"Atar as duas pontas da vida."

 
Quem sou eu para citar Machado? Porém, como ele disse “é impossível restaurar na velhice a adolescência” ou “o que fui ou foi”. Atrevo-me a citar esse raro escritor, ao olhar para trás e lembrar da história de uma menina, cujo tempo , em meio às lutas travadas, ao desgaste do tempo, à dor da traição e à raiz da ingratidão, fala de outra época cuja fé a impelia sem parar a fazer melhor. Seu compromisso com a vida era tal que seus olhos escuros eram pontos de luz que convidavam a voar bem alto, nas asas do sonho. Pode ser que a ninguém interesse esta história. Nada há de mal, porém, em resgatar a imagem daquela alegria, pura e simples como é a vida quando somos felizes.
Por esse tempo, era ainda quase adolescente. Andava por longes terras. Atravessava vales, entre verdes montanhas. Quando anoitecia, pela ausência de luz elétrica, restava-lhe, como ponto orientador, uma casa, em verdade, um casebre no alto de uma dessas “serras”. Aquele ponto de luz era a sua certeza de que estava no rumo certo, em direção ao lar. Altos pinheiros inclinavam-se e a viam - tão pequena e frágil – sem perder o rumo, a cantarolar em um caminho perigoso, pois, naqueles ermos, havia animais ferozes.
O véu da noite se aprofundava. Vinha a chuva. Às vezes a neve. Ela continuava, embora pouco agasalhada. Sempre guiada por aquela luz, hoje perdida naquele canto do mundo,e que, por certo, não mais existe. Mas, o perfume das flores que trazia no avental repleto delas anunciava sua presença, ao chegar a seu “castelo”. Os ramos verdes que colhia pelo caminho espargiam no ar a fluidez da alegria que a trazia. O alecrim era seu preferido e o aroma a embalava, esquecida de qualquer cansaço. O cheiro do pão no forno de lenha já a alimentava e o tapete branco - tecido pela neve – a recebia como princesa que, na época queria ser, mas com tal simplicidade, que sua coroa real só era vista por Deus, já que trajada de maneira humilde. No limiar da vida, ela semeava o mais puro amor, dando boas-vindas a todas as cores e bênçãos que podia colher.
Muitos e muitos anos se passaram. Décadas. Ainda existe a garota. Em pleno século XXI, desprovida dos encantamentos e encantos de outrora (agora, talvez tenha ouros), ela - agora na velhice – também se dirige a “seu castelo” que, aliás, nada tem para assim ser chamado. Nele, porém, há uma luz sempre acesa, porque, ao sair , não raro antes das seis, assim a deixa para os dois habitantes caninos e, talvez, para “fingir” que há alguém em casa ao chegar.

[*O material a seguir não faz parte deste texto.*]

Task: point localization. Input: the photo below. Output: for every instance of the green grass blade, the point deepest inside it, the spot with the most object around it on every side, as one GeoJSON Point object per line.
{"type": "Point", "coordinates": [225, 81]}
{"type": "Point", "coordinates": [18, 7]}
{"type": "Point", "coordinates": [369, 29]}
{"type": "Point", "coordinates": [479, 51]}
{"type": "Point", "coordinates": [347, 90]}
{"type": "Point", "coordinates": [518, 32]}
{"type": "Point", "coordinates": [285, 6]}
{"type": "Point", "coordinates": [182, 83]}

Parece que, desse modo, não mergulha nas sombras, quando ali entra. A casa dela não é triste. É feita de silêncio. Silêncio tão eloqüente que se faz mais forte , até mesmo quando coloca um CD para embelezar de música aquele recanto, pois aprendeu que a paz é o melhor, mesmo que o desafio da solidão persista. Mas, ela sabe que – segundo a lenda – ninguém está só. Sê o silêncio se faz substância é porque os anjos estão à nossa volta. Alem disso, os “ beijos” de seus fiéis companheiros, são um quê lhe dão aconchego.
Repentinamente, ela lembra a voz cristalina com que chegava à outra casa, na qual reinavam a esperança e o contentamento , sem limitações. Luz e perfume eram a moldura de sua vida. Mas, com infinita consolação, por qualquer lugar da casa em que agora está, multiplica-se a sua alegria, desdobrando-se no registro da vida por prisma diferente. Cada momento é gratificante. Nesse manancial de reflexões, vitoriosa, ela percebe como é impossível, de fato, atar as duas pontas da vida. Não se volta ao que se foi , Não importa. Não deve existir estreiteza diante da nova fase, É sempre tempo de travessias, mesmo que à margem de nós mesmos. É preciso carregar no coração uma dose muito...muito grande de perdão. Assim, aquele ponto de luz se agiganta.